Russia is the last country in the top ten biggest economies that is still to become a member of WTO and negotiations have been underway since they applied in 1993. The main issues discussed included the negotiations on market access commitments in industrial goods and agriculture, as well as the process of adjusting to WTO rules and regulations through domestic reforms.
Chairman of the State Duma Committee for Foreign Affairs, Mr Konstantin Kosachev, said Russia’s main goals were ‘better export conditions, cheaper imports, and better protection of domestic manufacturers.’ He also added a sense of urgency to concluding Russia’s accession process ‘rather sooner than later’.
Local speakers, including the President of the Chamber of Commerce and Industry of the Chuvash Republic, Mr Kustarin, emphasized that the costs of remaining outside the multilateral trading system would be much higher, and that becoming a member of WTO is ‘common sense’ for Russia.
The major benefits for Russia’s companies are to be expected from anchoring domestic reforms, ensuring predictability, transparency, and based on the rule of law. The ITC-WTO team brought out the practices from recently acceded countries, showing how domestic reforms have led to major improvement in business environments, much to the benefit of individual companies.
Specific attention was paid to the importance of non-tariff measures as growing obstacles to trade, but equally as an opportunity to raise the quality of products produced in the Chuvash Republic.
The ITC/WTO team addressed concerns on final tariff reductions in the Republic’s main export/import sectors of industrial goods and whether local industries would be sufficiently competitive to deal with enhanced competition. They highlighted the lessons learnt from completed WTO accessions, including China and Ukraine.
ITC emphasized that Russian exporters and importers will benefit from secured market access through a permanent and unconditional Most Favoured Nation (MFN) status, and a neutral platform for resolution of trade disputes.
Russia’s average applied tariffs are already at a relatively low level (10.1% in non-agricultural goods) and the lowering of customs duties will not be as substantial as feared. Improved access - for foreign suppliers to Russia’s domestic markets or for Russia’s exporters to foreign markets - will therefore not likely be the main source of gains or losses.
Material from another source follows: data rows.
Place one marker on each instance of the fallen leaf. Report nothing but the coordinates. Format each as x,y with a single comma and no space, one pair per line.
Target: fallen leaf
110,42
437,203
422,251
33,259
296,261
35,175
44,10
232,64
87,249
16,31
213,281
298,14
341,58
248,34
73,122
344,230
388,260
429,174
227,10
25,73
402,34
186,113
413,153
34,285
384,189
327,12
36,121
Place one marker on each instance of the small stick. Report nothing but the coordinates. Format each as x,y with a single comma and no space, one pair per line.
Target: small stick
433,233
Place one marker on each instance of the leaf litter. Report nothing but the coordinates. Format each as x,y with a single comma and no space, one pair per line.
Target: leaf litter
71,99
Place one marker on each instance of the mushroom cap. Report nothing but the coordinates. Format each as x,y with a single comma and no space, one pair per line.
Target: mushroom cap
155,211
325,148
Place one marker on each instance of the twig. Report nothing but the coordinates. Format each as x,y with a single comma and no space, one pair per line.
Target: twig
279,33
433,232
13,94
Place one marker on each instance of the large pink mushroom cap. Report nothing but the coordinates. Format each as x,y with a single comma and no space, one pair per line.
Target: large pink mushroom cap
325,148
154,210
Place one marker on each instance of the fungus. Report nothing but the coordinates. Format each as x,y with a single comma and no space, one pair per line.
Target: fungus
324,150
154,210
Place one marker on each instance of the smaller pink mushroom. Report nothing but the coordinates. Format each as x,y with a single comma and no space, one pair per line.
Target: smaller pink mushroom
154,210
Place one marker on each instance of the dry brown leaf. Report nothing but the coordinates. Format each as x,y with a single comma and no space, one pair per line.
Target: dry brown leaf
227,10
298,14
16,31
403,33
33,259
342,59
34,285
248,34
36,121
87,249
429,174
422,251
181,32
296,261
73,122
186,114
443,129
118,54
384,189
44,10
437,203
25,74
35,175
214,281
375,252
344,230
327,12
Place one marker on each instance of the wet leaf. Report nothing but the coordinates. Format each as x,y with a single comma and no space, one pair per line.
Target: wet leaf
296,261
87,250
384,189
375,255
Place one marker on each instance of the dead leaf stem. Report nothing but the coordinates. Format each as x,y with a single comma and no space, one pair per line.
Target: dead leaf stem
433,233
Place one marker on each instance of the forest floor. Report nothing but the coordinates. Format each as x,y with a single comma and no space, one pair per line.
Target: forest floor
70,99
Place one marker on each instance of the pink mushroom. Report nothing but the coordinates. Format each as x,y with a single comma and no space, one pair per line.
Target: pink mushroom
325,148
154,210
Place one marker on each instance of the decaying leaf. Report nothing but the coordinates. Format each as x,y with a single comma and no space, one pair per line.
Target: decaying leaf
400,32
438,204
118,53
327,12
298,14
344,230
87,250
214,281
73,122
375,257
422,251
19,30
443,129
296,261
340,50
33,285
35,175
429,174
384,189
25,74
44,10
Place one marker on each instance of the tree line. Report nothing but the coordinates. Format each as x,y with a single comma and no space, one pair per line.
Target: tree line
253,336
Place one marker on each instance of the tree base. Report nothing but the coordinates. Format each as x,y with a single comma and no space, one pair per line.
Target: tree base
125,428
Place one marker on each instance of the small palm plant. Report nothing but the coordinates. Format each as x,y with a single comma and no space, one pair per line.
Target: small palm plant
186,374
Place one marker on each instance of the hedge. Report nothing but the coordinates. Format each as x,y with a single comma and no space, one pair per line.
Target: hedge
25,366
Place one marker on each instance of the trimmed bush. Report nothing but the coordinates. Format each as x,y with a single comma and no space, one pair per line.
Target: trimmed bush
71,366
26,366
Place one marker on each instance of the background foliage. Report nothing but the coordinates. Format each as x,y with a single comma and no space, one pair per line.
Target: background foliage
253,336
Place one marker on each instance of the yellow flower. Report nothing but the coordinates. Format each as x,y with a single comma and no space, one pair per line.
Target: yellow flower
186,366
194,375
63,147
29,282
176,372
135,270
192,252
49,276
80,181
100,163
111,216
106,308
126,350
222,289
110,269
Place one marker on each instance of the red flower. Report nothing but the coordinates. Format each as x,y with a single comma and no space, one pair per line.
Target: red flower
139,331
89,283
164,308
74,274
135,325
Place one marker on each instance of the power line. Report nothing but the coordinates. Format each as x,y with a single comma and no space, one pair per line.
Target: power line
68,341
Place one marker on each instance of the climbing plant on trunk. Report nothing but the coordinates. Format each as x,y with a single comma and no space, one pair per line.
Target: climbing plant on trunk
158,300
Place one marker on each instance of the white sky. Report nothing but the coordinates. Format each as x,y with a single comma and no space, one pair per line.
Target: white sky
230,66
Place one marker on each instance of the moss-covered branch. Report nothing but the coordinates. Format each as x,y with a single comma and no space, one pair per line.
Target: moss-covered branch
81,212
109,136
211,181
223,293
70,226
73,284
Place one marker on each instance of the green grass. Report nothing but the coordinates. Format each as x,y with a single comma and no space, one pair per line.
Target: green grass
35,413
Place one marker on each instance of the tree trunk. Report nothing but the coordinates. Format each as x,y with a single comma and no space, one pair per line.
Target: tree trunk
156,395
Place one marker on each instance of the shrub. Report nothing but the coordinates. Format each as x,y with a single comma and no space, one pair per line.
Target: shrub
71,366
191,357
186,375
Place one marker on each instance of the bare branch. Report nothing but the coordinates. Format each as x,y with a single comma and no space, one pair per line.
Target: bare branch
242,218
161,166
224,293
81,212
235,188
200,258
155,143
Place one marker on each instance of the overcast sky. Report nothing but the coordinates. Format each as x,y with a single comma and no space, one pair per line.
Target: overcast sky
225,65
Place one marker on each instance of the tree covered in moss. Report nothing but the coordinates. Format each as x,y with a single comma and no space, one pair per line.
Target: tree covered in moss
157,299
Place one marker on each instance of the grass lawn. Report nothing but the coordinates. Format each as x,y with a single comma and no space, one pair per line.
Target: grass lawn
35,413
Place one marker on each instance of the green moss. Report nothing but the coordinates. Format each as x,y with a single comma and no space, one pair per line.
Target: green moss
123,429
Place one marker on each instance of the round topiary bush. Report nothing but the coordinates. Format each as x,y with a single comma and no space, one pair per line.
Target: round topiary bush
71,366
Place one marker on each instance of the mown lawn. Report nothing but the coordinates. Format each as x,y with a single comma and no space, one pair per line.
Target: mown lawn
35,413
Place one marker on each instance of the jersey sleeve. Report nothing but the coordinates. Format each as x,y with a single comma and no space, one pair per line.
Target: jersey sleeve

Enhanced competition at domestic markets will serve as an incentive for Russian businesses to work towards improved quality and over-all competitiveness of their products and services.
The seminar provided sought after information on Russia’s accession to WTO and has allowed local businesses to take steps to deal with the challenges that may occur. Whilst Geneva and Moscow-based trade officials work to conclude Russia’s accession process, businesses in each of Russia’s Republics are hoping to reap the benefits from an improved trading environment and secured trading relations.
The ITC-WTO team was represented by Mr Rajesh Aggarwal (Chief, Business & Trade Policy section, ITC), Ms Famke Schaap (Consultant, Business & Trade Policy section, ITC), Ms Elena Boutrimova (Chief, Office for Eastern Europe and Central Asia, ITC) and Mrs Gretchen Stanton (Senior Counsellor, Agriculture and Commodities Division, WTO).